C’est après avoir découvert Smooth McGroove qu’Olivier Longuet a décidé de se lancer lui aussi dans des vidéos multipistes sous le nom de Banjo Guy Ollie (NDLR : littéralement « Ollie le mec au banjo »). Essentiellement constitué de reprises de musiques de jeux vidéo avec des instruments à cordes, son travail s’attarde régulièrement sur les thèmes de Castlevania ! C’est donc tout naturellement que poser quelques questions à ce Français vivant en Irlande s’est fait sentir…

Banjo Guy OllieUn homme de goût !

Bonjour Ollie ! Pourrais-tu commencer par te présenter brièvement pour mes lecteurs s’il te plaît ?

Et bien comme tu l’as déjà dit, mon nom complet est Olivier Longuet. Français, vivant en Irlande depuis 1998. Mes débuts dans le jeu vidéo remontent à mes 5 ans vers 79/80… Faites le calcul 😉 Ma première console était le Videopac ; mon père bossait à Philips donc on a eu les premiers prototypes. Je devais avoir presque tous les jeux sur ce système. Tout était issu des prototypes, y compris les cartouches. Quand je pense qu’on a tout jeté des années après, j’en pleurerais presque. Ensuite on a eu le MSX puis le MSX2, toujours via Philips bien sûr. C’était des super machines et puis surtout on pouvait faire autre chose que jouer là-dessus. J’ai appris la programmation sur le MSX2 et mes premiers pas en musique. J’ai des souvenirs aussi de Pong, d’un Alice… mais les souvenirs sont flous et j’aurais du mal à les replacer dans un ordre chronologique.
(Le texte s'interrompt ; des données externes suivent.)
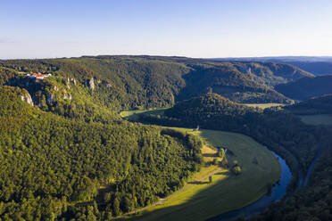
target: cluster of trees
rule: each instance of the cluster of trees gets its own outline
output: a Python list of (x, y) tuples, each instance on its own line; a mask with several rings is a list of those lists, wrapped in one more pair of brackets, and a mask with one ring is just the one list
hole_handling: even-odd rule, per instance
[(295, 188), (300, 171), (305, 171), (317, 151), (320, 130), (279, 107), (250, 108), (219, 94), (208, 93), (177, 103), (165, 116), (139, 115), (142, 122), (165, 126), (182, 125), (234, 131), (247, 135), (277, 151), (291, 166)]
[(295, 103), (286, 108), (295, 114), (332, 114), (332, 94)]
[(0, 86), (1, 219), (105, 219), (173, 192), (200, 168), (193, 135), (63, 118), (22, 93)]
[(253, 217), (262, 220), (332, 220), (332, 128), (321, 133), (324, 153), (316, 163), (309, 184), (270, 206), (269, 209)]
[[(72, 100), (116, 110), (172, 106), (176, 101), (209, 90), (240, 102), (290, 102), (269, 86), (278, 79), (287, 82), (305, 75), (295, 67), (284, 66), (148, 56), (0, 61), (0, 78), (4, 77), (0, 84), (25, 88), (44, 110), (61, 114), (80, 108), (62, 99), (69, 94)], [(52, 73), (53, 78), (35, 84), (24, 77), (32, 72)], [(93, 90), (89, 89), (91, 79)], [(51, 94), (56, 101), (53, 103), (47, 102)]]

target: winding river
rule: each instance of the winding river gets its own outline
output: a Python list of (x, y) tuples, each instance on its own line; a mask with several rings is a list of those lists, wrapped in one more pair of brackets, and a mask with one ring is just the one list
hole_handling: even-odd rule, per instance
[(279, 161), (281, 167), (281, 175), (279, 181), (272, 187), (270, 193), (264, 195), (260, 200), (246, 207), (220, 214), (215, 217), (208, 219), (208, 221), (231, 220), (238, 216), (245, 216), (246, 218), (248, 218), (256, 213), (261, 212), (268, 207), (270, 203), (279, 201), (286, 194), (287, 185), (292, 178), (292, 173), (285, 160), (279, 157), (274, 151), (271, 152), (278, 158), (278, 160)]

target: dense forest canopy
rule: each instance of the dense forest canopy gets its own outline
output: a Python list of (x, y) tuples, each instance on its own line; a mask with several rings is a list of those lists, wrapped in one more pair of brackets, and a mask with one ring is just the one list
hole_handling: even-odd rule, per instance
[[(128, 122), (123, 110), (172, 107), (140, 120), (248, 135), (285, 157), (296, 178), (328, 128), (237, 102), (292, 103), (274, 87), (303, 77), (317, 78), (287, 64), (185, 57), (0, 61), (0, 219), (107, 220), (200, 169), (198, 137)], [(327, 110), (321, 99), (298, 105)]]
[[(195, 137), (171, 137), (159, 127), (126, 121), (62, 118), (21, 101), (25, 93), (0, 87), (4, 220), (53, 220), (79, 213), (85, 220), (82, 211), (70, 206), (96, 200), (104, 204), (93, 206), (91, 216), (104, 219), (170, 194), (200, 168), (202, 143)], [(107, 199), (96, 198), (103, 185)], [(82, 208), (87, 216), (89, 207)]]
[(302, 101), (332, 94), (332, 75), (303, 78), (295, 82), (278, 85), (276, 90), (287, 97)]

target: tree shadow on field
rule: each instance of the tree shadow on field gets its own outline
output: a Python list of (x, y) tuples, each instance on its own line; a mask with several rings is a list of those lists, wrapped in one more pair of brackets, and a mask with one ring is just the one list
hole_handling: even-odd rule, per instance
[(193, 182), (188, 182), (189, 184), (209, 184), (208, 181), (193, 181)]
[(205, 157), (205, 158), (214, 158), (214, 157), (217, 157), (217, 155), (215, 153), (203, 153), (203, 157)]
[(216, 175), (230, 176), (231, 173), (230, 173), (229, 171), (225, 171), (225, 172), (219, 172), (219, 173), (216, 173)]

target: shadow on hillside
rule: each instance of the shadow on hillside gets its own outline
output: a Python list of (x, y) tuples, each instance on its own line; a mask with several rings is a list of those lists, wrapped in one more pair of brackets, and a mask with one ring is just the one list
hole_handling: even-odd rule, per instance
[[(216, 174), (218, 176), (218, 174)], [(169, 206), (155, 209), (153, 211), (143, 211), (137, 214), (137, 217), (131, 217), (129, 219), (124, 220), (204, 220), (219, 215), (218, 209), (213, 208), (213, 205), (221, 197), (219, 192), (218, 185), (227, 179), (233, 179), (235, 176), (228, 176), (225, 179), (211, 184), (206, 189), (199, 191), (194, 196), (187, 199), (187, 201), (176, 206)], [(203, 184), (209, 182), (190, 182), (192, 184)], [(190, 193), (190, 192), (189, 192)], [(182, 198), (182, 196), (181, 196)], [(185, 197), (186, 198), (186, 197)], [(182, 201), (183, 199), (180, 199)]]
[(215, 158), (215, 157), (217, 157), (217, 155), (215, 153), (203, 153), (203, 156), (205, 157), (205, 158)]
[(230, 176), (231, 173), (230, 173), (229, 171), (225, 171), (225, 172), (219, 172), (219, 173), (216, 173), (216, 175)]
[(209, 184), (207, 181), (193, 181), (193, 182), (188, 182), (189, 184)]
J’ai ensuite eu un Amiga, et on se regroupait régulièrement avec 4 autres amis pour jouer a plusieurs et on faisait à l’époque aussi quelques essais de démos et de petits jeux. Rien d’énorme mais on était déjà très à fond dans le processus créatif. Outre l’Amiga que nous avions en commun, mes amis avaient aussi d’autres machines et on se les prêtait régulièrement, j’ai donc “eu” chez moi plein d’autres consoles, les classiques de Sega et Nintendo bien sûr mais aussi un Atari ST, PC-Engine, Neo Geo … J’ai donc touché à pas mal de systèmes jusqu’à l’époque des 16/32 bits, aussi bien micro que consoles.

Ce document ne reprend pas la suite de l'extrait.